Kristine Ahlberg

I was the bridge

An unbelievable opportunity allowed Kristine to be a bridge between two sisters who hadn’t seen each other in 10 years and who were willing to share stem cells to save one of them.

portrait of Kristine Ahlberg, nurse at UC Davis Health

Transcript

I would say I've had many. Most of the time when you think of nursing you do think about the bedside nurse, and I did bedside nursing for eight years. And so the bulk of my career has been outpatient. So in 2008, I had a patient, a lady in her 40s who had four children, a husband. They had immigrated to the United States so the family was undocumented. And working with the bone marrow registry in Mexico, we were able to do HLA typing on her siblings and found that one of her sisters matched.
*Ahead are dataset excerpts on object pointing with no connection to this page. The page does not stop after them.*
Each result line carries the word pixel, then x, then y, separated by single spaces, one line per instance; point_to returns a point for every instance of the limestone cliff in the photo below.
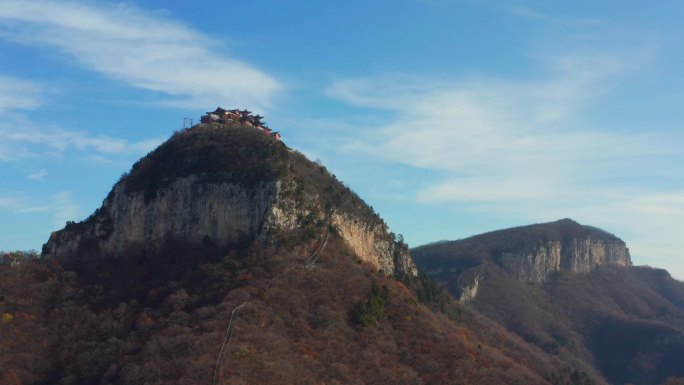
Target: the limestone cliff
pixel 225 186
pixel 529 253
pixel 578 255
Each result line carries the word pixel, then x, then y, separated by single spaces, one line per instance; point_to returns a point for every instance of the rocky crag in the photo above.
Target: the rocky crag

So this was the first time that we had worked with this registry and I was so grateful that I was able to forge a relationship with the director of BHLA Lab and the bone marrow registry there. And we were able to work with them to get the sister harvested, but somebody needed to bring her STEM cells back to United States. So that was my job. And the beauty of what I did was I really could close the loop with my patients, be with them through the whole pre-transplant, help them with their workups. Get the donors identified, actually meet the donors, see that product, bring it back to UC Davis knowing that it was going to be infused.

So I was able to fly to Mexico City and meet this woman, sister. They had not seen each other for probably 10 years. And I realized when I was there that I was the bridge between the two. Knowing how I feel about my own sister, I could not imagine being separated for that period of time. They had written letters to one another and the sister here in the States knowing that she could never go back to Mexico and then come back to the States. She knew that when she left her own country, she wouldn't see her family again and the family in Mexico knew they were never going to see her again. And the sister actually said to me, "You are my eyes. You've seen my sister. Tell me what she looks like. Tell me how she is." And it was moving at the time. But over the years, I've thought about it more and more, just the physical separation, the emotional separation, and knowing that her STEM cells were going to be taken back very carefully under my wing to her sister, to be infused. To me, it wasn't just closing the loop for that family, which I loved doing, it was actually being the eyes and the ears for both. I was the bridge between the two of them.

That's just unbelievable.

It was pretty unbelievable. Of course I was very focused on the nursing process, the tubes, the blood, the labels, making sure everything was exactly with all the regulations that had to be in place to make sure the product was correct. And then bringing it back to the United States in an ice chest just like you see on TV. But it was the human side of that that has stuck with me more than anything. I do every now and then I think, "What does that separation mean to them? And yet her sister STEM cells are in her body." So even though they're separated, they really physically are not in that sense of her STEM cells, being there having been grafted.